Cette loi doit aussi « respecter l'évolution historique du Parti libéral. Un consensus se dégage dans la population », lui réplique Bourassa. Encore une fois, il se fait rassurant : « L'adhésion à un tel processus législatif donnera au gouvernement le temps de convenir d'une entente constitutionnelle avec le reste du Canada. »
Publiquement, M. Johnson avait montré qu'il n'était pas enthousiaste devant la stratégie ; il allait comparer l'entente de Charlottetown à une « pizza » où chaque gouvernement avait réclamé un ingrédient. Mais il n'y a pas eu de collision entre MM. Johnson et Bourassa, se souvient Jean-Claude Rivest. « Je n'ai pas de souvenirs précis, je ne me souviens pas qu'il y avait un problème avec Johnson. Il n'y a pas eu de crise, ce n'est pas comme quand M. Bourassa avait décidé de recourir à la clause dérogatoire sur la langue d'affichage, là il y avait eu une vraie collision », avec Claude Ryan notamment, observe M. Rivest. Trois ministres anglophones, Clifford Lincoln, Richard French et Herbert Marx, avaient démissionné.

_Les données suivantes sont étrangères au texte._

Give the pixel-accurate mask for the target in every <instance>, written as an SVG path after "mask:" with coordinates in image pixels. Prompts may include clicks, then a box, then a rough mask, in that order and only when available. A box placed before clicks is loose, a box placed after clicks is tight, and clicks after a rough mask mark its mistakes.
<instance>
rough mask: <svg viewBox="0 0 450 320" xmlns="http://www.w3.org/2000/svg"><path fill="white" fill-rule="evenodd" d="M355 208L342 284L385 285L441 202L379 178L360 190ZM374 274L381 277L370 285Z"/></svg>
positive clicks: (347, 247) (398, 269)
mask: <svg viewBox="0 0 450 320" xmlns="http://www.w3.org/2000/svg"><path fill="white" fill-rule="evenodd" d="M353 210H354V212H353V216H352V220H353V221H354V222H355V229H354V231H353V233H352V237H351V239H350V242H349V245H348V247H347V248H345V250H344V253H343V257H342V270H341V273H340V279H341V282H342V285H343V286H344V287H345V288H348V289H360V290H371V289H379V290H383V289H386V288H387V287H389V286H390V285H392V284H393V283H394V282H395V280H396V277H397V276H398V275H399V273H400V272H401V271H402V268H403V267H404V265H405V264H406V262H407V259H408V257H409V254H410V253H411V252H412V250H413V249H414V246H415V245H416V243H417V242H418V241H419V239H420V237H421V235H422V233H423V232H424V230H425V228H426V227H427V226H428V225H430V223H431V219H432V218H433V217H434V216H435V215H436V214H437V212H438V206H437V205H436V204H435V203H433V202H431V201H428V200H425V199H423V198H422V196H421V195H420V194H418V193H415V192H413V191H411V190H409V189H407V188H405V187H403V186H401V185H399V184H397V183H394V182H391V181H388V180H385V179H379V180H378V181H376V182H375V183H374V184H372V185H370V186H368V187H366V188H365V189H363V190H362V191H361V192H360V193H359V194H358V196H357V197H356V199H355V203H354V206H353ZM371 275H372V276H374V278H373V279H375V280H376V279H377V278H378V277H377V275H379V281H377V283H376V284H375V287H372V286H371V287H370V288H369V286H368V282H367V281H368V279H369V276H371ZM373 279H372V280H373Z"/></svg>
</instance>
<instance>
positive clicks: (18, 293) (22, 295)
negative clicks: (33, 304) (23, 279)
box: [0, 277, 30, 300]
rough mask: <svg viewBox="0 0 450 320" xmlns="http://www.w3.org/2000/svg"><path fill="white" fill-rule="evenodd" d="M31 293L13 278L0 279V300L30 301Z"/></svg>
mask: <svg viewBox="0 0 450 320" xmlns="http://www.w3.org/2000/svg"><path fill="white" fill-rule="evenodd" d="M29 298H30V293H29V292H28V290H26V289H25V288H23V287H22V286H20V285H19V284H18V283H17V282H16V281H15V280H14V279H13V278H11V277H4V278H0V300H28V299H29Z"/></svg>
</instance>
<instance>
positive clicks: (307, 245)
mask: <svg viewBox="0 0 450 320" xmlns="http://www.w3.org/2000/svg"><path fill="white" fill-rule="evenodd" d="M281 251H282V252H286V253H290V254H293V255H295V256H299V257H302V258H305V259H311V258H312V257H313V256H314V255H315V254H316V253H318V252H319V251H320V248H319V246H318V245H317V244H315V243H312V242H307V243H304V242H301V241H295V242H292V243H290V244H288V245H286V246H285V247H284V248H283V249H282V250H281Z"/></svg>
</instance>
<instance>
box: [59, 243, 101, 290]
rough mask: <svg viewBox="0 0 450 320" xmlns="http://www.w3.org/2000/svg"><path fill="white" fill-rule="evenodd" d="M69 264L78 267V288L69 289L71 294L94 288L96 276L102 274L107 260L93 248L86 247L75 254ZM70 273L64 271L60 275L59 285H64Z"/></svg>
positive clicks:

BOURASSA : GAGNER DU TEMPS
M. Bourassa ne voulait pas de référendum, et « il est certain qu'il préférerait une clause résolutoire dans la loi qui libérerait le gouvernement de l'obligation de tenir un référendum sur la souveraineté en cas d'acceptation de l'offre du reste du Canada », retient le preneur de notes. « M. Bourassa, à ce moment-là, n'était pas encore sûr du contenu de l'entente de Charlottetown. Il voulait avoir l'entente du lac Meech, les cinq conditions du Québec », explique M. Rivest.
Robert Bourassa était bien perplexe, « sceptique » devant l'avenue d'un référendum. « C'est Brian Mulroney qui insistait » pour avoir ce test pancanadien qui lui aurait donné une seconde vie politique si l'ensemble des Canadiens avait cautionné le projet. Il aurait préféré l'éviter, mais il comprenait qu'après Meech, M. Mulroney avait été accusé d'avoir travaillé en secret, et qu'il n'avait d'autre choix que de consulter la population, explique M. Rivest.
À maintes reprises dans les délibérations, Robert Bourassa insiste sur la nécessité de gagner du temps. « Le temps, c'était tout pour lui. Avec Bourassa, deux plus deux ça fait quatre... mais pas tout de suite ! », ironise M. Rivest.
« Je ne commenterai pas des échanges vieux de 25 ans », s'est contente de dire Daniel Johnson, joint par La Presse.